Logical type | Description |
---|---|
Long | Represents a signed 64-bit number. |
String | Represents a string of unicode characters unrelated to any specific encoding. Any valid unicode code point is representable. However, some characters may not be encodable in all encoding processes. Logical strings are of variable length. |
Decimal64 | Represents a decimal with a range that can fit in a 64-bit signed integer of any scale. |
BigInteger | Represents integers of any size. |
BigDecimal | Represents decimal numbers of any scale and precision. |
Bytes | Represents an array of bytes of variable sizes. |
Date | Represents a date independent of a specific time zone. |
Double | Represents a double precision floating point number as described in IEEE Standard for Floating-Point Arithmetic (IEEE 754). |
List | Represents a list of items of a specific type. The list can contain an arbitrary number of items. |
Record | Represents a fixed series of fields of varying types. |
Timestamp | Represents a timestamp independent of a specific time zone. |
ORC type mapping
The following table provides the mapping between Mainframe Connector logical types to ORC types.
Logical type | ORC type |
---|---|
Long | 64-bit integer (bigint) |
String | UTF-8 encoded string |
Decimal64 | decimal64 |
BigInteger | decimal |
BigDecimal | decimal |
Bytes | binary blob |
Date | date |
Double | float64 |
List | list |
Record | struct |
Timestamp | timestamp (without local timezone) |
BigQuery type mapping
The following table provides the mapping between Mainframe Connector logical types to BigQuery data types.

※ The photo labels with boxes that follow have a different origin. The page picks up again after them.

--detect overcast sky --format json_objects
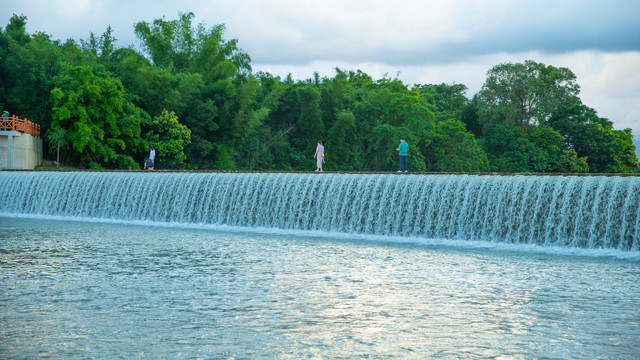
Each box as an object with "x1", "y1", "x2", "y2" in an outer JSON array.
[{"x1": 0, "y1": 0, "x2": 640, "y2": 139}]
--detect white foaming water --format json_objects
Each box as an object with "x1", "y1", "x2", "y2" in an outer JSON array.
[{"x1": 0, "y1": 172, "x2": 640, "y2": 253}]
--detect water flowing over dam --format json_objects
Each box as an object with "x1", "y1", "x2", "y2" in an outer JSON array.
[{"x1": 0, "y1": 172, "x2": 640, "y2": 252}]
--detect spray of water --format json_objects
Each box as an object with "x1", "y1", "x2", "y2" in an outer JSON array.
[{"x1": 0, "y1": 172, "x2": 640, "y2": 251}]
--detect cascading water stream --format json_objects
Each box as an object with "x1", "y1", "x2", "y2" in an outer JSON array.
[{"x1": 0, "y1": 172, "x2": 640, "y2": 251}]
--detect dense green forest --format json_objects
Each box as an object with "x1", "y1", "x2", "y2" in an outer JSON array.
[{"x1": 0, "y1": 13, "x2": 639, "y2": 173}]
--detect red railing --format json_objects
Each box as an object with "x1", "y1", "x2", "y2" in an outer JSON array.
[{"x1": 0, "y1": 115, "x2": 40, "y2": 138}]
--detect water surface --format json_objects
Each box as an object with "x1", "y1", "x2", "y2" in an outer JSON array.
[{"x1": 0, "y1": 217, "x2": 640, "y2": 359}]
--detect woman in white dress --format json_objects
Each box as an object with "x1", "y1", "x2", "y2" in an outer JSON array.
[{"x1": 313, "y1": 140, "x2": 324, "y2": 171}]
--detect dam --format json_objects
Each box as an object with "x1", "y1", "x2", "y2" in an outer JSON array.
[
  {"x1": 0, "y1": 171, "x2": 640, "y2": 359},
  {"x1": 0, "y1": 172, "x2": 640, "y2": 251}
]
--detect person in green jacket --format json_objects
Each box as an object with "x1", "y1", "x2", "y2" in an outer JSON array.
[{"x1": 396, "y1": 138, "x2": 409, "y2": 172}]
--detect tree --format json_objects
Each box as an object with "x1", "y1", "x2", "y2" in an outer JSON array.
[
  {"x1": 478, "y1": 60, "x2": 580, "y2": 133},
  {"x1": 427, "y1": 120, "x2": 489, "y2": 172},
  {"x1": 145, "y1": 110, "x2": 191, "y2": 169},
  {"x1": 548, "y1": 104, "x2": 639, "y2": 173},
  {"x1": 46, "y1": 127, "x2": 68, "y2": 167}
]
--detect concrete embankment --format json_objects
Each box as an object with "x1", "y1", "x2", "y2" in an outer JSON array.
[{"x1": 0, "y1": 130, "x2": 42, "y2": 170}]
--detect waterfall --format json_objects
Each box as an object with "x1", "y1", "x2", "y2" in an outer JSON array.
[{"x1": 0, "y1": 172, "x2": 640, "y2": 251}]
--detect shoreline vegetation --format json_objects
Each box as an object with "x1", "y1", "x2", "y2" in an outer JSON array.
[{"x1": 0, "y1": 12, "x2": 640, "y2": 176}]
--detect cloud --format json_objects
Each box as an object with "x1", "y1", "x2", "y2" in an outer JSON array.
[{"x1": 0, "y1": 0, "x2": 640, "y2": 135}]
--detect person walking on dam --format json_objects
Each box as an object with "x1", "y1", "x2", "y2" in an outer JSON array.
[
  {"x1": 313, "y1": 140, "x2": 324, "y2": 171},
  {"x1": 396, "y1": 138, "x2": 409, "y2": 172},
  {"x1": 149, "y1": 146, "x2": 156, "y2": 170}
]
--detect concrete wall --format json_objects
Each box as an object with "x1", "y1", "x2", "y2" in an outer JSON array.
[{"x1": 0, "y1": 131, "x2": 42, "y2": 170}]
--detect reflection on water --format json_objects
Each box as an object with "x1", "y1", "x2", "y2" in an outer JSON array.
[{"x1": 0, "y1": 218, "x2": 640, "y2": 359}]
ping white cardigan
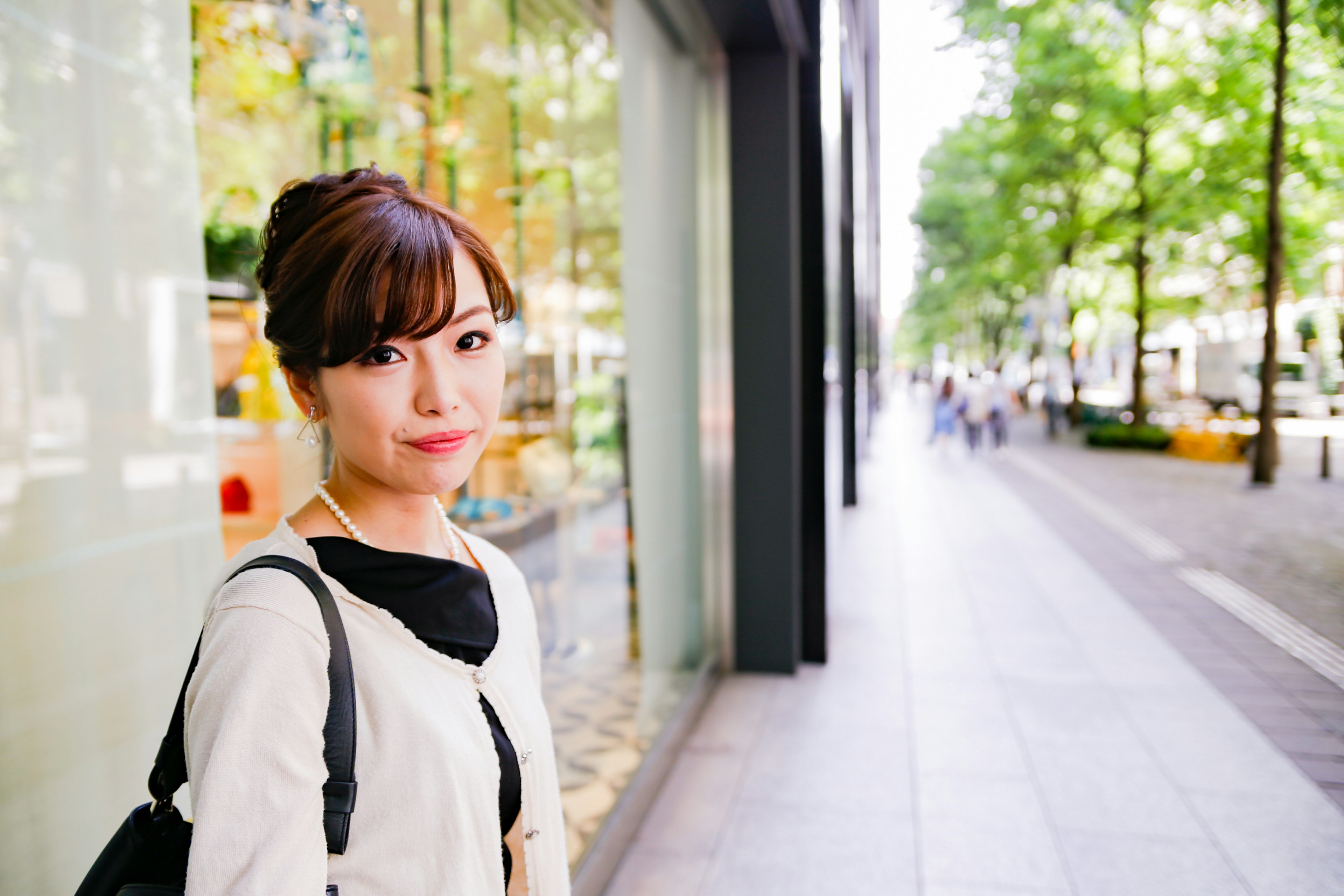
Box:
[186,518,570,896]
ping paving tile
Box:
[1059,829,1250,896]
[1191,787,1344,896]
[919,775,1067,889]
[1200,666,1273,688]
[1248,654,1310,680]
[606,849,710,896]
[1242,707,1321,731]
[1185,650,1264,672]
[1265,728,1344,756]
[1274,672,1340,696]
[922,880,1070,896]
[1031,744,1202,837]
[1219,685,1294,708]
[633,752,746,861]
[1294,756,1344,784]
[1293,691,1344,713]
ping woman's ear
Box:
[281,367,327,420]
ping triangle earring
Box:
[294,406,317,447]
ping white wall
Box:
[0,0,220,896]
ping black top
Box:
[308,536,523,887]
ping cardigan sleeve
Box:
[186,569,329,896]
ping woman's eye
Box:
[364,345,402,367]
[457,330,489,352]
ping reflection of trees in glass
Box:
[192,0,624,479]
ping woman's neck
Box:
[290,458,450,559]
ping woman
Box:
[929,376,957,454]
[186,167,568,896]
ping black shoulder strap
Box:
[149,553,355,856]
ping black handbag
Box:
[75,553,355,896]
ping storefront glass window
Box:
[192,0,672,861]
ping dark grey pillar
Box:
[728,50,802,672]
[798,0,827,662]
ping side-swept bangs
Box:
[257,167,516,371]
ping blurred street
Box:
[1009,415,1344,645]
[608,394,1344,896]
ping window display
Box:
[192,0,645,861]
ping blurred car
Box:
[1237,352,1329,416]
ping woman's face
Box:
[303,251,504,494]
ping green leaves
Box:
[903,0,1344,359]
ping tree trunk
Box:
[1130,20,1149,426]
[1251,0,1288,485]
[1130,228,1148,426]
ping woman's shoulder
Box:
[206,520,327,643]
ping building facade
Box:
[0,0,876,896]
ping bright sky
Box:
[879,0,982,318]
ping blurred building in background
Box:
[0,0,878,896]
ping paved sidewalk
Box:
[608,410,1344,896]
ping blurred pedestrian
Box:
[985,371,1017,449]
[929,376,957,453]
[958,371,992,454]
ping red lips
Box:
[407,430,472,454]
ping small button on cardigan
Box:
[186,520,570,896]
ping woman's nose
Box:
[415,357,461,416]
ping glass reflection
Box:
[192,0,645,861]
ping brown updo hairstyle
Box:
[257,164,517,375]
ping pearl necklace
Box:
[313,479,462,563]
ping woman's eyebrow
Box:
[448,305,492,327]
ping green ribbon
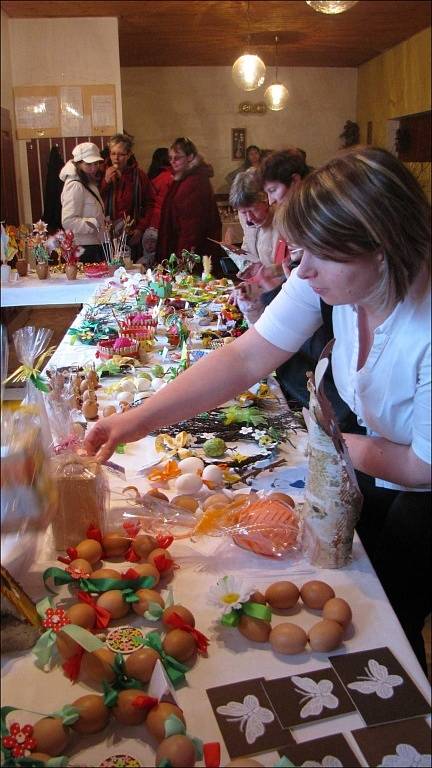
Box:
[43,566,155,603]
[140,632,188,685]
[221,600,271,627]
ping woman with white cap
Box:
[60,141,105,263]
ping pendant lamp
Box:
[306,0,358,15]
[264,35,289,112]
[232,2,266,91]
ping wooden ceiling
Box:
[1,0,431,67]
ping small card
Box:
[279,733,361,768]
[207,678,294,758]
[263,667,356,728]
[352,717,431,768]
[329,648,429,725]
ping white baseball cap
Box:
[72,141,103,163]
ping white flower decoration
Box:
[379,744,431,768]
[209,576,254,614]
[348,659,403,699]
[291,675,339,718]
[216,694,274,744]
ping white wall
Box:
[121,67,357,192]
[2,16,123,222]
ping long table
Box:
[2,284,429,766]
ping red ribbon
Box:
[62,648,84,683]
[165,611,210,653]
[78,591,111,629]
[203,741,220,768]
[132,694,159,709]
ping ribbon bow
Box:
[165,611,209,654]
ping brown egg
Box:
[92,568,121,580]
[76,539,102,565]
[131,589,165,616]
[171,494,198,514]
[33,717,69,757]
[265,581,300,611]
[66,603,96,629]
[96,589,130,619]
[112,688,148,725]
[102,405,117,419]
[269,621,307,654]
[71,693,110,734]
[162,629,196,661]
[323,597,352,629]
[309,619,344,653]
[68,557,93,576]
[130,563,160,587]
[102,532,130,557]
[146,701,186,742]
[132,533,157,560]
[155,735,196,768]
[238,613,271,643]
[300,581,335,611]
[147,547,174,576]
[80,648,115,683]
[162,603,195,627]
[125,648,160,683]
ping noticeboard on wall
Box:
[14,84,117,139]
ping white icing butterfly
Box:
[216,694,274,744]
[291,675,339,717]
[379,744,431,768]
[348,659,403,699]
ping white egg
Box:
[179,456,204,473]
[117,392,134,404]
[175,472,202,493]
[202,464,223,485]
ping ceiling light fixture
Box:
[264,35,289,112]
[306,0,358,15]
[232,0,266,91]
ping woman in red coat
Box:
[156,138,222,262]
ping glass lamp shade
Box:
[232,53,266,91]
[264,83,289,112]
[306,0,358,14]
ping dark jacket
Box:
[156,156,222,262]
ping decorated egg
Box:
[125,648,160,683]
[162,603,195,627]
[269,622,307,654]
[179,456,204,474]
[76,539,102,565]
[323,597,352,628]
[162,629,196,662]
[265,581,300,610]
[309,619,344,653]
[80,648,115,683]
[112,688,148,725]
[71,693,110,734]
[33,717,69,757]
[300,581,335,611]
[102,531,130,557]
[131,589,165,616]
[146,701,186,742]
[155,734,196,768]
[96,589,129,619]
[238,613,271,643]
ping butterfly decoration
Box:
[348,659,403,699]
[216,694,275,744]
[291,675,339,718]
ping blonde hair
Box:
[276,146,430,304]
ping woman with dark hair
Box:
[156,137,222,262]
[86,147,431,668]
[60,141,105,263]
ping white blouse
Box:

Logical type | BigQuery data type | Comments |
---|---|---|
Long | INT64 | |
String | STRING | |
Decimal64 | NUMERIC | |
BigInteger | NUMERIC | |
BigDecimal | NUMERIC | |
Bytes | BYTES | |
Date | DATE | |
Double | FLOAT64 | |
List | ARRAY | Nested lists and lists of maps are not supported. |
Record | STRUCT | When a union only has one variant, it's converted to a NULLABLE field.
Otherwise, a union is converted to a RECORD with a list of NULLABLE fields.
NULLABLE fields have suffixes such as field_0 ,
field_1 . Only one of these fields is assigned a value when the
data is read. |
Timestamp | TIMESTAMP |
Field scope
A field is considered to be in scope for another field if it is one of the following:
- A sibling field that is defined before the field requiring it.
- A field in a parent record that is defined before the field requiring it.